It seems like lately at every turn the National Labor Relations Board tries something new to upend years of fair workplace practices and standards. As the board drifts more and more into being an official taxpayer-funded extension of Big Labor, it gives new meaning to the old adage, “if you can’t win the game, change the rules.”
The most recent evidence of this is a case called “Specialty Healthcare and Rehabilitation Center of Mobile and United Steelworkers, District 9.” If Big Labor’s go-to-guy on the board, Craig Becker, gets his way, the NLRB’s ruling in the case will trash half a century of established law in favor of new standards aimed at letting unions organize “micro unions” by cherry-picking groups of employees within companies. So, for example, the dishwashers at a restaurant could unionize separately from the rest of the employees, or even in addition to, say, the busboys union.
Such a ruling would reverse over 50 years of standards for bargaining units. As a result, small business owners may be forced to fend off multiple, confusing union organizing campaigns. The attendant increase in litigation, red tape and legal bills may well mean less money to grow businesses and create jobs.
Imagine a small business owner who owns a manufacturing plant. He spends his time trying to innovate, manage operations, handle staffing issues, procure materials and generate sales. Now, with a ruling such as the one the NLRB is trying to push through, he could find himself face to face with union organizers pushing multiple separate unionizing drives, demanding different pay scales and benefits packages, and operating under different shift hours and rules.
For an employer, such a ruling would be the equivalent of a regulatory drawing and quartering, as all the different factions would be able to pull him in different directions. Meanwhile, the employees who wish to remain union-free would get bypassed in favor of those who want to unionize, leaving them disenfranchised by the micro unions around them.
There’s no cause for the government to consider such a move, and that’s why the current system has been in place for decades — under multiple Democratic and Republican boards. The push for micro-unionization is the latest evidence that former SEIU attorney Craig Becker has forced the NLRB to an inappropriate role of activism on behalf of organized labor and at the expense of employees and employers.
During Becker’s tenure, the board has pushed unprecedented and disruptive changes to labor laws, including: stripping the right to secret ballots in cases where an employer signs an agreement; providing union agents access to an employer’s property, even where the union is there simply to harm the business; potentially opening the door to card check drives at charter schools; and even authorizing the NLRB’s general counsel to sue states in which voters have attempted to protect secret ballots. CDW warned that a renewed fight over Becker’s nomination to the NLRB, along with his continued presence, would directly contradict the president’s latest statements in support of employers and job creation.
Such a blatantly activist move by the NLRB — going around employees’ wishes and the framework of the law to force unionization upon small businesses in every manner possible — shows a complete lack of regard for job creation and economic reality, all in order to continue bailing out Big Labor.
Every day, more employers become aware of the NLRB’s real agenda.
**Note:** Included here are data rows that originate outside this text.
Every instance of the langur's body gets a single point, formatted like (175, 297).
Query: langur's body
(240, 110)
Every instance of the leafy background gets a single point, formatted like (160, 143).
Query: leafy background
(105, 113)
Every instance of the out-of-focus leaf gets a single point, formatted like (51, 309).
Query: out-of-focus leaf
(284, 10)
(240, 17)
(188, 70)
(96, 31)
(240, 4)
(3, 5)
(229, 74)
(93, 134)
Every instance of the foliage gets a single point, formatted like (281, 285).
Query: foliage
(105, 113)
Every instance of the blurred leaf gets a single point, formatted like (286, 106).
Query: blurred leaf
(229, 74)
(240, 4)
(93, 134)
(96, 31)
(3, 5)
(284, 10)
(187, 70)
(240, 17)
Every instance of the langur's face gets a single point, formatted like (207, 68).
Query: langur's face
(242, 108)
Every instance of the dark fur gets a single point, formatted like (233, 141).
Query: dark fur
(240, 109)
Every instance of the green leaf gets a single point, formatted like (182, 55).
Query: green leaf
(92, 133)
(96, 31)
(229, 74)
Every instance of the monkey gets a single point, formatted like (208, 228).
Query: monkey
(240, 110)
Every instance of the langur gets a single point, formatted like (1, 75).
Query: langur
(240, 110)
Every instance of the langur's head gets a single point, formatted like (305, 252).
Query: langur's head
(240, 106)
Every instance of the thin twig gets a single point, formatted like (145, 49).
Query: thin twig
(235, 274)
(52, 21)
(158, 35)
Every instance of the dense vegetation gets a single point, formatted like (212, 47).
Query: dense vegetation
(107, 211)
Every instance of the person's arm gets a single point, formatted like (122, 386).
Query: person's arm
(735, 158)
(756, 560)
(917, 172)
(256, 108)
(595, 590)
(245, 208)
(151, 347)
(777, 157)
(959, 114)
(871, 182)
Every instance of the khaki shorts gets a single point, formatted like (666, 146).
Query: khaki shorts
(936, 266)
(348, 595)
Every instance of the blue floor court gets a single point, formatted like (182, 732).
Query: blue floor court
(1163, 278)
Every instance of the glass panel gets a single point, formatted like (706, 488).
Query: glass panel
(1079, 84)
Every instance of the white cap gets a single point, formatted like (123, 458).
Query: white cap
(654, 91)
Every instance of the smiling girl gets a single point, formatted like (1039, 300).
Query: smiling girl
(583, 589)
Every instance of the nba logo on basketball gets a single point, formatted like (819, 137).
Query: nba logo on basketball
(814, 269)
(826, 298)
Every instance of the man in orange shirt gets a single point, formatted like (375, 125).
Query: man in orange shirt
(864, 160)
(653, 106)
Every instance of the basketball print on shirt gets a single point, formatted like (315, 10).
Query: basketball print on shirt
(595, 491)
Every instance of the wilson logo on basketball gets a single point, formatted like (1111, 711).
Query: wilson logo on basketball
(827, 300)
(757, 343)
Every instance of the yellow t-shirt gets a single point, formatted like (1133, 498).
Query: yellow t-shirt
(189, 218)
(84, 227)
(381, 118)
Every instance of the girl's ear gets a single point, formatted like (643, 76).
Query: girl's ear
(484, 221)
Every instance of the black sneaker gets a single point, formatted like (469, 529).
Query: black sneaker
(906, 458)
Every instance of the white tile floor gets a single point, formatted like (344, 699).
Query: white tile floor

And with each new realization comes more frustration and anger at the capture of a federal agency by organized labor.
Small business owners know what our nation’s leaders need to recognize: Job creators need to be left alone to focus on creating jobs, not on battling a swarm of new union organizing campaigns. That includes reining in a board focused on special interests.
Brett McMahon is a spokesman for the Free Enterprise Alliance’s Halt The Assault campaign.